BB&T did not respond to a phone call and email seeking comment. SunTrust corporate spokesman Michael McCoy declined to say how the capital divisions will be treated in the merger.
“For now, it remains business as usual, and we look forward to sharing more as we move through the integration process,” McCoy said Thursday.
The massive scale of the combined commercial banks stands in contrast to their municipal bond businesses.
BB&T ranked 29th nationally as managing underwriter in 2018, credited with $1.24 billion in 61 deals, according to Refinitiv. In 2017, the bank ranked 31st as managing underwriter credited with $1.19 billion in 59 deals.
SunTrust Robinson Humphrey ranked 72nd as managing underwriter with $85 million in 10 deals during 2018. It ranked 56th in 2017 with $325.9 million in 15 bond issues.
In 2018, BB&T was the top underwriter of charter school bonds with $740 million in 23 issues, according to a BB&T bank executive who asked not to be named.
“They have three specialty practices, all high yield,” the executive said, adding that those practices are in the charter school, senior citizen facility, and housing sectors.
In November, BB&T was book-runner on the largest charter bond issue in U.S. history — a $346 million deal for International Leadership of Texas.
“BB&T has a leadership role in the charter school underwriting sector nationally,” said Drew Masterson, financial advisor on the deal for his firm Masterson Advisors. “This merger [with SunTrust] will clearly strengthen and expand their overall footprint.”
On Thursday, House Financial Services Committee Chairwoman Maxine Waters, D-Calif., told American Banker that the proposed BB&T-SunTrust Bank merger raises “many questions” and should be scrutinized by regulators, Congress and the public.

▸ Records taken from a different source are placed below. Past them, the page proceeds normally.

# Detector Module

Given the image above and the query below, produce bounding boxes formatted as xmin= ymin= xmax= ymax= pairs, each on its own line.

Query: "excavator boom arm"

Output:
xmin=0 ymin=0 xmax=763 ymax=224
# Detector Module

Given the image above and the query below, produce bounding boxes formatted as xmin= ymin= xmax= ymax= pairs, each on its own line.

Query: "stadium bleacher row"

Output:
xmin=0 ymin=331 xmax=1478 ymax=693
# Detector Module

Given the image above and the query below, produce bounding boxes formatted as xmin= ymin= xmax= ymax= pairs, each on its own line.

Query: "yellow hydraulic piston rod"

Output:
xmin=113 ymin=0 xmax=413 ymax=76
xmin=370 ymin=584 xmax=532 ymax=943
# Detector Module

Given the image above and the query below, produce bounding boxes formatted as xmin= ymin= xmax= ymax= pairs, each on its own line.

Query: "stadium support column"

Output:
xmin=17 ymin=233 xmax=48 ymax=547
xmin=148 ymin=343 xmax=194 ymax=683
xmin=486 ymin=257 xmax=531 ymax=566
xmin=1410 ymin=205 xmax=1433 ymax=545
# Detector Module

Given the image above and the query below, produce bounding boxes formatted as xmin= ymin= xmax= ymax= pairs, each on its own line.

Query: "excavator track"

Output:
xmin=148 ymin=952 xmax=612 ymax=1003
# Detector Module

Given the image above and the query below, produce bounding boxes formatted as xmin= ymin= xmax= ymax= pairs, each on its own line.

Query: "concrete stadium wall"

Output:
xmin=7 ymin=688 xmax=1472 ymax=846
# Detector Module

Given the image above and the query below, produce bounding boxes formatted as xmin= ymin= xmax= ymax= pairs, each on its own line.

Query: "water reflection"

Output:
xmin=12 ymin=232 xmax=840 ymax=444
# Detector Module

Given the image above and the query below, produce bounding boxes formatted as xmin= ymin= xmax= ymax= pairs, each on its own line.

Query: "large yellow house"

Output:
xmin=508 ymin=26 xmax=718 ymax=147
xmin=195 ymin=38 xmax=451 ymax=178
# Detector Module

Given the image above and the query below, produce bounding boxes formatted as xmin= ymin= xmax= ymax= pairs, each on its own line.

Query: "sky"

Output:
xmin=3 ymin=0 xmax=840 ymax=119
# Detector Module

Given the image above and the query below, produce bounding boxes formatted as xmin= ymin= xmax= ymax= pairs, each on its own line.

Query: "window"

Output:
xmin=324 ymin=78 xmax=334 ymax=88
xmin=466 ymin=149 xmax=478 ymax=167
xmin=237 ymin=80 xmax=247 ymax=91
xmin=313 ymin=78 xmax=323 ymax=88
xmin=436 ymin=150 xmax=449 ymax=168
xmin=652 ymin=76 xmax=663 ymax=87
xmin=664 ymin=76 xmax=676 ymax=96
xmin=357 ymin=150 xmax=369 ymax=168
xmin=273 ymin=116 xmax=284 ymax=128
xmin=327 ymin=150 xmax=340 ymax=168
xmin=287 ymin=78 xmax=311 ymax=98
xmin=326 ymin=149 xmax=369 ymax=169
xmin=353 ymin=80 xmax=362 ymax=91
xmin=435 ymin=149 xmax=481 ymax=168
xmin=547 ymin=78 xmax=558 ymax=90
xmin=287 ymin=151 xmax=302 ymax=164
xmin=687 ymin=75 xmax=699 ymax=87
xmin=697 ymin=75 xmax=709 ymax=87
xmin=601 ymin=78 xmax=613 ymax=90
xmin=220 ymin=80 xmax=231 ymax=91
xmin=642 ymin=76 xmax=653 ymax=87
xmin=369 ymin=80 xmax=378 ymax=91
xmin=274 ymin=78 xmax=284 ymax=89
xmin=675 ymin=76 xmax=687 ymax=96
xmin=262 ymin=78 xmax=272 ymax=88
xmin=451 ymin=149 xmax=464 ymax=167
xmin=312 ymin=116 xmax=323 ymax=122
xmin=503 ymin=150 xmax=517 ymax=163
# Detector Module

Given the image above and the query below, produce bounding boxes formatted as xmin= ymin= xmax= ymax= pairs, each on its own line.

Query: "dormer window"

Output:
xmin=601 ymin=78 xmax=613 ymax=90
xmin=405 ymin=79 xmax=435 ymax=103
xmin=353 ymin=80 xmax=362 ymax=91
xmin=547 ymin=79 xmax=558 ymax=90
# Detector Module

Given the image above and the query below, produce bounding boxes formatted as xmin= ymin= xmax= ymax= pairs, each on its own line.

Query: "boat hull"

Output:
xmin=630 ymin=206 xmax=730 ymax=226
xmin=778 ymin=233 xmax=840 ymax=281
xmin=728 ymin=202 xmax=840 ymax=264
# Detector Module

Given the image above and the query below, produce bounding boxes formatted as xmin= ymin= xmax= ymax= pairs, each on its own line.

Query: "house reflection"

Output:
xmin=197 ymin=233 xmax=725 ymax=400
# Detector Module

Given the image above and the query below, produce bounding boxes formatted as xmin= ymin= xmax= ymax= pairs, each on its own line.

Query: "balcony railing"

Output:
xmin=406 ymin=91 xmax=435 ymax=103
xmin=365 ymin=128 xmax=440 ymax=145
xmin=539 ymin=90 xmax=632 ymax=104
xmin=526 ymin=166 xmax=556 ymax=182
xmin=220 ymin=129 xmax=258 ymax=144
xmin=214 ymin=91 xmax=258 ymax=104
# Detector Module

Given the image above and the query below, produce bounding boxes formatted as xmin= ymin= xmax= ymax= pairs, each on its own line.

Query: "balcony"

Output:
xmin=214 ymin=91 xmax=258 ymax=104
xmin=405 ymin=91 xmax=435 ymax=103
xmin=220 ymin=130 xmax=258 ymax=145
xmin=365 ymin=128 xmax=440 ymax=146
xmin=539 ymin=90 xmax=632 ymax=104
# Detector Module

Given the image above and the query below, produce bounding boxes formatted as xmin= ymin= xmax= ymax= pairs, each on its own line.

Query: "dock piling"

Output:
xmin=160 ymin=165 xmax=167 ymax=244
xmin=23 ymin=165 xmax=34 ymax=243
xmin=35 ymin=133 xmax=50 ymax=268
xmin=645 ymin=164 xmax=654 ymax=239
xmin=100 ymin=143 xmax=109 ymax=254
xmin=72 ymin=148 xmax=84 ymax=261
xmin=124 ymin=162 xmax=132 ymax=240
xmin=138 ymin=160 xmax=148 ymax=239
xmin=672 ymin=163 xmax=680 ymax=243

Waters’ statement criticized the bill Trump signed into law in May that provided relief from the Dodd-Frank Act’s regulations, which was targeted at community banks. She called the bill a “broader deregulatory giveaway to large banks that would fuel mergers, accelerate industry consolidation, and make it more difficult for community banks to compete.”
BB&T is based in Winston-Salem, North Carolina, while SunTrust is headquartered in Atlanta.
When the merger closes, the new bank will have about $442 billion in assets, $301 billion in loans, and $324 billion in deposits serving more than 10 million households in the U.S.
“This is a true merger of equals, combining the best of both companies to create the premier financial institution of the future,” BB&T Chairman and Chief Executive Officer Kelly S. King said in a statement.